This site contains commercial content

Mobile is where mFortune's strength lies

2017-04-04 09:09:17

Ever since virtual reality took off within the gaming industry, tech fans are increasingly paying attention to what is happening within the casino industry. Alongside virtual reality, casinos are at the forefront of another tech revolution: the 'mobile-first, desktop-second' movement, which describes the shift from desktop gaming via the Internet to mobile gaming via apps and mobile optimised sites.

A pioneer of the Mobile Gaming market

mFortune is one of the pioneers when it comes to promoting that shift. mFortune develops impressive mobile slots and mobile phone casino games. It focuses its efforts on a variety of devices and aims to develop casino apps for each of its slot games for all the latest devices.

While one of the first apps for the Apple Watch was a gaming app; namely, the infamous slot game, Thunderstruck II, by Microgaming, the slot market for wearables has not taken off at the same speed that mobile games have. Smartphone ownership is on the rise.

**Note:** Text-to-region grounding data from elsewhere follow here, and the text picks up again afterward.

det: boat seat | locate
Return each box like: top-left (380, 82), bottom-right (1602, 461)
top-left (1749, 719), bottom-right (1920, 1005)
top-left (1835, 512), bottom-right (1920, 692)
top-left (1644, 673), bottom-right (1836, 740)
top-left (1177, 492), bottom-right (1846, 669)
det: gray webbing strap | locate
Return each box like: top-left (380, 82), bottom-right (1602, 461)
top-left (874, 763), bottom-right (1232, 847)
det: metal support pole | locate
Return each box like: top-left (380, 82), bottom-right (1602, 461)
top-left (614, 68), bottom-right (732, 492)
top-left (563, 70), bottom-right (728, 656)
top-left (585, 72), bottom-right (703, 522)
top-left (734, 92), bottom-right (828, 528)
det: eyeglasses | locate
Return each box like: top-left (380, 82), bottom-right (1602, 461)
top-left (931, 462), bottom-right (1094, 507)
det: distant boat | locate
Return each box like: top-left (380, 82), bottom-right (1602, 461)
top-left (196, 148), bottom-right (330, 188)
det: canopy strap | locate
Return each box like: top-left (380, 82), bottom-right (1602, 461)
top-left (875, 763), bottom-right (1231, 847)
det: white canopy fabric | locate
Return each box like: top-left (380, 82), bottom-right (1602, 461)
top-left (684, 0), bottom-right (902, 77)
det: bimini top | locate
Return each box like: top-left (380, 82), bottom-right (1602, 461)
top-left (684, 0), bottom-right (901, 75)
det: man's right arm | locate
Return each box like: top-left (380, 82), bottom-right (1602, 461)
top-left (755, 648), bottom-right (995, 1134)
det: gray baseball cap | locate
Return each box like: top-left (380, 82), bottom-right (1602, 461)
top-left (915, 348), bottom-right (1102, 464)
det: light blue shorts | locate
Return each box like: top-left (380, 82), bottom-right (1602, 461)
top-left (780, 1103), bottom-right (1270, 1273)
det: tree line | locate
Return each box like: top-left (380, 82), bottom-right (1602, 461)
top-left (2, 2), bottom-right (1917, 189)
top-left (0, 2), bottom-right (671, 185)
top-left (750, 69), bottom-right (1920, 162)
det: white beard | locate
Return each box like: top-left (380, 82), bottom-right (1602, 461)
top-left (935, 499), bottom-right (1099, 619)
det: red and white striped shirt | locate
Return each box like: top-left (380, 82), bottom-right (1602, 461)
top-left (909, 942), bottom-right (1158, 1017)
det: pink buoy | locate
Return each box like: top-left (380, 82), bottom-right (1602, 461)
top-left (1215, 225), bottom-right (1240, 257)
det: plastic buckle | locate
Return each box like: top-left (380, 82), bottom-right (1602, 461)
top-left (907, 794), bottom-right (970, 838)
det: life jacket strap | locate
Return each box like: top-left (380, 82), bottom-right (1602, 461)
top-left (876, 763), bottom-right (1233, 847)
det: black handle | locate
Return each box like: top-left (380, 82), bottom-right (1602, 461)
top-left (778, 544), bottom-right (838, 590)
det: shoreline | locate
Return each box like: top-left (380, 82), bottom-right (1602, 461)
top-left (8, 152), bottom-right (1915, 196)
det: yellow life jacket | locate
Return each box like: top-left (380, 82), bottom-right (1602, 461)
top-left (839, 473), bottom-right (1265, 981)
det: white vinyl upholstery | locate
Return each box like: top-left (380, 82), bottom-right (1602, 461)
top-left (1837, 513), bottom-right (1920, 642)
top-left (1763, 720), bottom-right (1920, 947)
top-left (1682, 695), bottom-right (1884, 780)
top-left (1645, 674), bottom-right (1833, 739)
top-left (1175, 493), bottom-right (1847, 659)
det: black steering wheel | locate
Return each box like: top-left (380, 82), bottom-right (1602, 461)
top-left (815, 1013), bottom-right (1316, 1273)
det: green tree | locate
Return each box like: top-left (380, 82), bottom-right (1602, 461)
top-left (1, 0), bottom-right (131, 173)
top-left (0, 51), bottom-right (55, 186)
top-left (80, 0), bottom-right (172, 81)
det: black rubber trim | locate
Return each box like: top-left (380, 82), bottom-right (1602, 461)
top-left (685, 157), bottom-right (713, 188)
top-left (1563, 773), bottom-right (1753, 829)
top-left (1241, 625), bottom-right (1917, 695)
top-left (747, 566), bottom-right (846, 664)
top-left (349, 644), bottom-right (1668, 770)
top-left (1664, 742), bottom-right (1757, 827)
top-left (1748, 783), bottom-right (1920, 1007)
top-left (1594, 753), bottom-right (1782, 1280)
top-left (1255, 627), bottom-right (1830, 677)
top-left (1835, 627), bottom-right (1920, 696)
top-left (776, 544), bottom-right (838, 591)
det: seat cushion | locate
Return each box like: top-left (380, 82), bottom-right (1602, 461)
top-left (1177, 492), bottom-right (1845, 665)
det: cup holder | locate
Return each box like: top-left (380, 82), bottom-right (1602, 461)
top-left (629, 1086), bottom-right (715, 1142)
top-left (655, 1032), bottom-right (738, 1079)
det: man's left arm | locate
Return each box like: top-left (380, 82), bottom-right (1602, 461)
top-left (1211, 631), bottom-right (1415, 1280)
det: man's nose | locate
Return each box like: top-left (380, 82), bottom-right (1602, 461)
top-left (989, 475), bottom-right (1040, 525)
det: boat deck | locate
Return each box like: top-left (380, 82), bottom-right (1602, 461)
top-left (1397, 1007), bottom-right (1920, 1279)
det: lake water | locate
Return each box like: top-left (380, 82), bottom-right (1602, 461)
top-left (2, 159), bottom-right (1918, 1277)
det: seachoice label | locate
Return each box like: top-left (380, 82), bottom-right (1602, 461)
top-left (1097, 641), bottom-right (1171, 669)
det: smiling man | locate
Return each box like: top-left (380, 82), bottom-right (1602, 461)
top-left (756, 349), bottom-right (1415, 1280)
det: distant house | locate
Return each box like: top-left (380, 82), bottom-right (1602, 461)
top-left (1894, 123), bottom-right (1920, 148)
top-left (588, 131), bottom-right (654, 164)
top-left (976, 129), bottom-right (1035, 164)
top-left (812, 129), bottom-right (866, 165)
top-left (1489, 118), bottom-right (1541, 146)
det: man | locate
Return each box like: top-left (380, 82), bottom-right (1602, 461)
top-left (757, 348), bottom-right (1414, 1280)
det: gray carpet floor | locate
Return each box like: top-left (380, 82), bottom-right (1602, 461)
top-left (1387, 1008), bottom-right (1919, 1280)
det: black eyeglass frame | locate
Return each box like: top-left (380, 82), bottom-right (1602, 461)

Simultaneously, the average time users spend on their smartphones has also risen. Today, the average smartphone user in the UK spends 66 hours a month on their phone. With 87 hours a month, the time spent on mobiles is even greater in the US. 'I think that all games will be played on mobile in five years or some sort of a mobile device, whether that would be a watch, or a new tablet, or something like that,' comments James Boran, affiliate manager at mFortune.

'I think everything’s going more mobile. I think we were the first brand to realise the strength of mobile and a lot of the other brands are now belatedly getting on board,' adds the mFortune affiliate manager. To make, the experience even more flawless for mobile gamers, mFortune introduced payment which allows players to add the cost of their game to their phone bill. This removes the need to enter a lengthy process to deposit; hence, giving players more time to play slots. Currently, mFortune primarily develops apps for mobile. Smart watches, and other wearables, simply aren't that widely spread yet.